An initial pool of 21 items was assembled to assess if participants had experienced specific discriminatory acts because of their HIV infection. Responses were no (0) or yes (1). Because we expected the incidence of enacted stigma to be fairly low and did not predict that different experiences of enacted stigma would necessarily be correlated, we did not conceptualize our measure of enacted stigma as a scale per se. Rather, it was meant to be an index, capturing the kinds of discriminatory events that people experienced. As such, we initially inspected the outcomes on this measure by looking at the distribution. The 21 enacted stigma items differed widely in terms of the frequency with which they were endorsed, ranging from 0.4% to 26.2% of the sample. We selected 10 items that included both severe and mild enactments and that varied in terms of the frequency of endorsement.

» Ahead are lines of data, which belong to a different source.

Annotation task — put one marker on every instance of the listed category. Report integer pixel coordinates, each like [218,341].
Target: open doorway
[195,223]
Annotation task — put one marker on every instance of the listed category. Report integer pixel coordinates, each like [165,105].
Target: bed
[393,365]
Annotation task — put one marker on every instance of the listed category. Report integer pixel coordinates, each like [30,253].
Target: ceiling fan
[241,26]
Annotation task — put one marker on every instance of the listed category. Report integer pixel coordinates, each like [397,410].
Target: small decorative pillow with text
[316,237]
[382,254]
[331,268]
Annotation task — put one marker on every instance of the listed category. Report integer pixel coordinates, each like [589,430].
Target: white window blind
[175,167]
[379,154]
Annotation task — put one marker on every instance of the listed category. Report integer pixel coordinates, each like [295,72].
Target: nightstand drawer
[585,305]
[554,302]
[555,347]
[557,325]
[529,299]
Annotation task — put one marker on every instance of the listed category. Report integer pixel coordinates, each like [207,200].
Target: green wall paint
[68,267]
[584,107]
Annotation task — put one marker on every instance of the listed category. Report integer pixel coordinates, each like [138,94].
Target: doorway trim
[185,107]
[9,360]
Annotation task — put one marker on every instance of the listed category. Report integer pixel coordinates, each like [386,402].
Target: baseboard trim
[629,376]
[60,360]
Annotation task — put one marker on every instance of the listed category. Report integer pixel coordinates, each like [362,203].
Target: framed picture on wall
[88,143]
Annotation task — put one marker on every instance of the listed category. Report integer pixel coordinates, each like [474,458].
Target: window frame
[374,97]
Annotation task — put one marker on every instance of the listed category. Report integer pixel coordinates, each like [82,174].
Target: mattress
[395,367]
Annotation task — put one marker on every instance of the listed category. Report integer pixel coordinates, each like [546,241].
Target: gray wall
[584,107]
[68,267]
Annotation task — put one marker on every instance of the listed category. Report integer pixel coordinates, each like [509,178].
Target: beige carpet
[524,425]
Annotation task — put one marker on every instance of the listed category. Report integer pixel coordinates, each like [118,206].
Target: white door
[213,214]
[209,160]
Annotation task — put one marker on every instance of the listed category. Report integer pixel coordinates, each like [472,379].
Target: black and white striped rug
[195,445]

Total scores on the brief and longer versions of the instrument were highly correlated, r (229) = .92, p < .01. Furthermore, the results of all analyses were identical, regardless of which version was used. These findings suggest that the shorter version is representative of the enacted stigma experiences measured by the longer version. The items for this brief version are displayed in Table 2. The appendices display the original pool of items and the frequency with which each item was endorsed by both male and female participants.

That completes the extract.